Stock plan administration revenues result from our providing corporate customers with full-service assistance and software to manage
their employee stock benefit plans. The fluctuations in these revenues are a function of activity with customers, which has remained
fairly constant over the past three years.
The increase in payments for order flow from 2003 to 2004 was primarily due to the overall increase in trades and an increase in order
flow received on option trades. The decrease in payments for order flow from 2002 to 2003 was partially attributable to the
challenging environment that the listed market makers and specialists were operating under, which in turn, resulted in overall
reductions in payments for order flow.
Proprietary fund revenues represents a portion of the fees earned on customer balances held in money market funds.
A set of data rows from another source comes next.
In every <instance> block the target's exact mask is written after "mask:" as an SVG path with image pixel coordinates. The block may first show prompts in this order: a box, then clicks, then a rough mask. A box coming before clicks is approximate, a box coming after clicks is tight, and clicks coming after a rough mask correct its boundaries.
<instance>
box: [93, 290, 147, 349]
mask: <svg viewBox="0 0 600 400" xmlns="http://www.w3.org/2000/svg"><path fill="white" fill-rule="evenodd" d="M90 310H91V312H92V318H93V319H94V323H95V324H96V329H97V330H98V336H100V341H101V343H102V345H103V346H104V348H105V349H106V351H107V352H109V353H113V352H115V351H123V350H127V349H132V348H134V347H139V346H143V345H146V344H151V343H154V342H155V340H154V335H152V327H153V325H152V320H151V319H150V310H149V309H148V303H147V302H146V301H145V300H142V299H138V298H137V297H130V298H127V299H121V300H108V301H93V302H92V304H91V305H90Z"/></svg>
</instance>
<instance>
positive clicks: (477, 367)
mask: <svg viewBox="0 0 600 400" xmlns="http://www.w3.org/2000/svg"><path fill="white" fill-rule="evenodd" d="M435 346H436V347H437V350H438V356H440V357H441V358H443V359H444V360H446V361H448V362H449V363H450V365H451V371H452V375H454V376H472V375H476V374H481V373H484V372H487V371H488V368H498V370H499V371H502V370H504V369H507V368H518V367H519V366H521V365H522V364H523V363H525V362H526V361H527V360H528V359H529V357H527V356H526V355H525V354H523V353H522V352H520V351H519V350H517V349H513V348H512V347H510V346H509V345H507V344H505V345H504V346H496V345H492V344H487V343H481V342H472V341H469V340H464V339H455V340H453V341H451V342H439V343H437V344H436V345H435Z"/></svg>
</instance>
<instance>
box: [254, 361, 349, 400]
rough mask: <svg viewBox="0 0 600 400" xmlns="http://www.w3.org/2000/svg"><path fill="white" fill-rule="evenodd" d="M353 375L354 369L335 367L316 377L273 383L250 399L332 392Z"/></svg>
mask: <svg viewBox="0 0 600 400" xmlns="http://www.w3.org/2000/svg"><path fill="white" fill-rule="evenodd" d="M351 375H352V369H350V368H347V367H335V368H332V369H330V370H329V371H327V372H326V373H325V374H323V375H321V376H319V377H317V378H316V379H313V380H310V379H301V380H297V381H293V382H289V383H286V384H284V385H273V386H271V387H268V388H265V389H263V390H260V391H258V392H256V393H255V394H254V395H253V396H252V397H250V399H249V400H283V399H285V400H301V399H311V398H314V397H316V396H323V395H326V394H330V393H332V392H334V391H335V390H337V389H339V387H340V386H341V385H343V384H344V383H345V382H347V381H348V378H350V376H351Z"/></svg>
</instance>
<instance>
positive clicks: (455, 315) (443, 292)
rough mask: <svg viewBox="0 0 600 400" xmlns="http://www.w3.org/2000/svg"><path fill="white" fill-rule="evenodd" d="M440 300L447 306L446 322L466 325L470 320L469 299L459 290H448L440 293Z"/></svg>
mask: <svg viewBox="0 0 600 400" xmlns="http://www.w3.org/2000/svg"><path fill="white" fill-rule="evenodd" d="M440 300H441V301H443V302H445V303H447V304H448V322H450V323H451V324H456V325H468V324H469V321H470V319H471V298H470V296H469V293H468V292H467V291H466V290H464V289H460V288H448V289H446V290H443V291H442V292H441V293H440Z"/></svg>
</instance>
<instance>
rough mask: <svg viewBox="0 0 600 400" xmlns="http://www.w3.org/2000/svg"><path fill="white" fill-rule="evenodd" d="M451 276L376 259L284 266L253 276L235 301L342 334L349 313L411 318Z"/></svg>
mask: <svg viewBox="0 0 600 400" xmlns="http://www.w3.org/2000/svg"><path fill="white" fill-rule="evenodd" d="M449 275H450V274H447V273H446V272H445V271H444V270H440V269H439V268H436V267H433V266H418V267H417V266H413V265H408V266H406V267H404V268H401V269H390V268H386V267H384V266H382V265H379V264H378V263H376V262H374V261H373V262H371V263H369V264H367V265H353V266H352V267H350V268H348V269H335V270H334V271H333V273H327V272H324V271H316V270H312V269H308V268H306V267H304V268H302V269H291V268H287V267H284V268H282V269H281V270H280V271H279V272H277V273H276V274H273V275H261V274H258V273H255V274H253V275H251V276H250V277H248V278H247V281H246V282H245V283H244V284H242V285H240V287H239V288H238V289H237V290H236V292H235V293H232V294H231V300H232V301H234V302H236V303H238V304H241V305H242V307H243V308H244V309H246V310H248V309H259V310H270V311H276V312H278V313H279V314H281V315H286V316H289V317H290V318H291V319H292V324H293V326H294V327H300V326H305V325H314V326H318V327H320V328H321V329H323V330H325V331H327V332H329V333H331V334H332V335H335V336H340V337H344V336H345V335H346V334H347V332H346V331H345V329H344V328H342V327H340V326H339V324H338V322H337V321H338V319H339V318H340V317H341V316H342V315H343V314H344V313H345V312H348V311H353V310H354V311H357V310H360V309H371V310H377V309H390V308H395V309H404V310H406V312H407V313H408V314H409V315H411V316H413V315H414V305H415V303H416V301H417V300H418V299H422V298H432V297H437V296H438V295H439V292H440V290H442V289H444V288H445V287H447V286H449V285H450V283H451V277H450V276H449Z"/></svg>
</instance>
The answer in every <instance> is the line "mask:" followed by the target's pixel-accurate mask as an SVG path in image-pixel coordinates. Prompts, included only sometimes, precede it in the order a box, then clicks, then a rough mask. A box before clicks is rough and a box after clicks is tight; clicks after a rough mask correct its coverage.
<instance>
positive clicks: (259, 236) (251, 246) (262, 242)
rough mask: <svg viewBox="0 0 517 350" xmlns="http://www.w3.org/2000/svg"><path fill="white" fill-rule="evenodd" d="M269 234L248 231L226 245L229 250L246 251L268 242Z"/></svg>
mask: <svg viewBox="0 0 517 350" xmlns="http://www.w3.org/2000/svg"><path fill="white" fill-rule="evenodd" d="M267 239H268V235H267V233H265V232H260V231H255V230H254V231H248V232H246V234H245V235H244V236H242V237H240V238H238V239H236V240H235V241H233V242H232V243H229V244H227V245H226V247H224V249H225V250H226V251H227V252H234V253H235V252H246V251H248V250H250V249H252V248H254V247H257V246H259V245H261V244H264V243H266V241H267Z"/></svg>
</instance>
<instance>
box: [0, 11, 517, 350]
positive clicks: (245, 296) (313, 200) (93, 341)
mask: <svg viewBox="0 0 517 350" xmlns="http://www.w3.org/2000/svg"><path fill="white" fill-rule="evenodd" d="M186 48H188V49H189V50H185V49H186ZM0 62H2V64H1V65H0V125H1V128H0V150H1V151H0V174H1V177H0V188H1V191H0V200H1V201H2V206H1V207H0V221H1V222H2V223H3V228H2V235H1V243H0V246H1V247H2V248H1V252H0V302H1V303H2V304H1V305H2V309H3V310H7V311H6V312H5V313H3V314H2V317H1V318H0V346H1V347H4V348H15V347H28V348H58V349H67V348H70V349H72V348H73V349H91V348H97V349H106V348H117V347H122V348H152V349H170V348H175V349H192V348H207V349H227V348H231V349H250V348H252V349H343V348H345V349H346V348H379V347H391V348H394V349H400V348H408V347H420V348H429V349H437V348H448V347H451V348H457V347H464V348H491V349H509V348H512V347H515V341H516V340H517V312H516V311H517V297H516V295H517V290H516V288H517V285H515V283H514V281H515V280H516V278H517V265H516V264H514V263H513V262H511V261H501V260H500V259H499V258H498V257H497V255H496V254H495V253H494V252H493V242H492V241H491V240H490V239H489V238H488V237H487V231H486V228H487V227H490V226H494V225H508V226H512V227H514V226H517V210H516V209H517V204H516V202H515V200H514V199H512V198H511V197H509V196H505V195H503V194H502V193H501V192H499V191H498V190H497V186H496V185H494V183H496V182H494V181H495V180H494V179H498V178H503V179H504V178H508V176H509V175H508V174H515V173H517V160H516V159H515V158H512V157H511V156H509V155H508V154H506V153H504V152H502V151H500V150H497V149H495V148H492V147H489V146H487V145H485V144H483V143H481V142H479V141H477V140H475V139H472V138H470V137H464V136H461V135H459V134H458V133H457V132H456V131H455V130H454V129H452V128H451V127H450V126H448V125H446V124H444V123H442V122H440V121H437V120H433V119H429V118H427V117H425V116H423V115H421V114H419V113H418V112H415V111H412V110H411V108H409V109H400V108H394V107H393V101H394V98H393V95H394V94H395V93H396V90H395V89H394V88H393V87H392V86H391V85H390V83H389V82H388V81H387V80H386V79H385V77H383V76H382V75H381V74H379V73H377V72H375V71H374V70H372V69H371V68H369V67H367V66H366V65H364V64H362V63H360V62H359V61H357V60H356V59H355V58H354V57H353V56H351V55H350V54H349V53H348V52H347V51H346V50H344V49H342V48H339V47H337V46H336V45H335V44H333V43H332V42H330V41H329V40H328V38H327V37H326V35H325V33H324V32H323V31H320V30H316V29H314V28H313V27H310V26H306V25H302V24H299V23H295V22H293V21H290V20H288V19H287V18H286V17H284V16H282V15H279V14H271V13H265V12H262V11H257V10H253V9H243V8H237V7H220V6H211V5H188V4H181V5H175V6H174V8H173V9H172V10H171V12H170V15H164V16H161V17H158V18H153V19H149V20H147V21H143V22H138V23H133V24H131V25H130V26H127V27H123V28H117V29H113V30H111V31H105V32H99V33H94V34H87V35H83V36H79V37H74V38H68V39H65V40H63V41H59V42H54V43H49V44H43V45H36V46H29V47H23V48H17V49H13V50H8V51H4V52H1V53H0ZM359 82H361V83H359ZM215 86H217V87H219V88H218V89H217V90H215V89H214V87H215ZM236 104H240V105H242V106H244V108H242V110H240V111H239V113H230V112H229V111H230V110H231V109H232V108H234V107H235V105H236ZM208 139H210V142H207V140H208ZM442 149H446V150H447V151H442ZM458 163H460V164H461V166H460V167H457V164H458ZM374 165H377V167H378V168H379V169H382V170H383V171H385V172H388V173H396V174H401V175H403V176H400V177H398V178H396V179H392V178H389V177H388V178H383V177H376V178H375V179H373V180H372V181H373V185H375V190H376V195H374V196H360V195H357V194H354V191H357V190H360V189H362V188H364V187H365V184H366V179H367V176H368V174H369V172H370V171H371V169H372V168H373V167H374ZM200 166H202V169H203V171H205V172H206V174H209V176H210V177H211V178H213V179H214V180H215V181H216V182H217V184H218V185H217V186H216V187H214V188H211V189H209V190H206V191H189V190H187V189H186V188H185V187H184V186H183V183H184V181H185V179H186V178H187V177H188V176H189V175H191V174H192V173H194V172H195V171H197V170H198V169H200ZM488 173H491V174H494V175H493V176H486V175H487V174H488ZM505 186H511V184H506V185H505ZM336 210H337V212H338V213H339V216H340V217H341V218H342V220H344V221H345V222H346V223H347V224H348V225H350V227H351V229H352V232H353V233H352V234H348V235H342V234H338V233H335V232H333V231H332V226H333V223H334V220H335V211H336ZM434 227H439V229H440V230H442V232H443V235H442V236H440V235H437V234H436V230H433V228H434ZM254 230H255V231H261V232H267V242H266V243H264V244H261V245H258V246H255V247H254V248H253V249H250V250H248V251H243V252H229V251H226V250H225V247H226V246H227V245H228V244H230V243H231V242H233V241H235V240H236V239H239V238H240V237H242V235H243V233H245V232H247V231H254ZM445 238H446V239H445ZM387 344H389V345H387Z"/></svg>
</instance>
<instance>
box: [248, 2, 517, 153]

These revenues
decreased from 2003 to 2004 due to a decrease in customer average money market fund balances as customers moved funds to our
SDA product. In October 2002, the Company began managing more funds on its own versus putting its customers’ money in an
outside managed fund receiving management fees on these funds in lieu of interest. This change was the primary reason for the
increase from 2002 to 2003.
FX, or foreign exchange, margin revenue has increased over the past three years primarily related to the increased activity in employee
stock plans for our E*TRADE Corporate Services customers
international employees.
ECN rebate fees represent rebates received for providing liquidity on ECNs. Liquidity is generally added to an ECN when orders are
placed outside the current bid/ask price range for a particular security. ECN rebate fees decreased from 2003 to 2004 due to a decrease
in shares executed which was due to a less volatile securities market. ECN rebate fees increased from 2002 to 2003, as a result of our
acquisition of E*TRADE Professional in June 2002, which generates significant ECN rebate fees.
33
Other revenues comprise various brokerage-related service charges and fees charged to brokerage customers.